Landfill’s unhealthy benefits

Excellent letter to the Editor!
https://www.thetimes-tribune.com/…/letters-to-the-editor-7-…

Landfill’s unhealthy benefits
Editor: Every “benefit” in the recently released state’s environmental assessment for the proposed Keystone Sanitary Landfill expansion is economic and social.
Considering the economic advantages of the host agreement, goods and services purchased locally, employment and employee-related costs and the annual reimbursement to Keystone College for its environmental education program, the benefit to each person in Throop and Dunmore equals about $7.55 daily.
The landfill’s “harms” include litter, noise, vectors, fires, stormwater, leachate reaching the Lackawanna River and groundwater, and harms to our air with odors and toxins. Every harm is environmental and affects community health.
Some harms currently may affect our health. Exposure to benzene increases the risk of cancer, the second-leading cause of death in Pennsylvania. According to the Centers for Disease Control and Prevention, leukemia rates for Lackawanna County were higher than Philadelphia County in 2012-2016.
According to a state Department of Health report, Keystone landfill was monitored for toxins. The monitoring period for the landfill was January to April 2016. Elevated levels of benzene were detected. As a result, the report recommended “a fence line air monitoring program that includes publicly accessible real-time results.”
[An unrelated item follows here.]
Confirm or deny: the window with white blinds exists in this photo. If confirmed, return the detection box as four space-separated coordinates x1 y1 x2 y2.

The landfill still seeks approval from the Department of Environmental Protection air quality staff and must provide details of a comprehensive air monitoring program. I recommend calling the DEP air quality staff and telling them that, due to the current release of toxins, the monitoring program is the only one that should be approved.
I should be able to look at my phone and see hourly levels of benzene and other toxins in the air so that I can better protect my family. The air quality staff should deny the landfill’s application because any risk to the quality of our air, water and environment is too much, and definitely not worth $7.55 a day.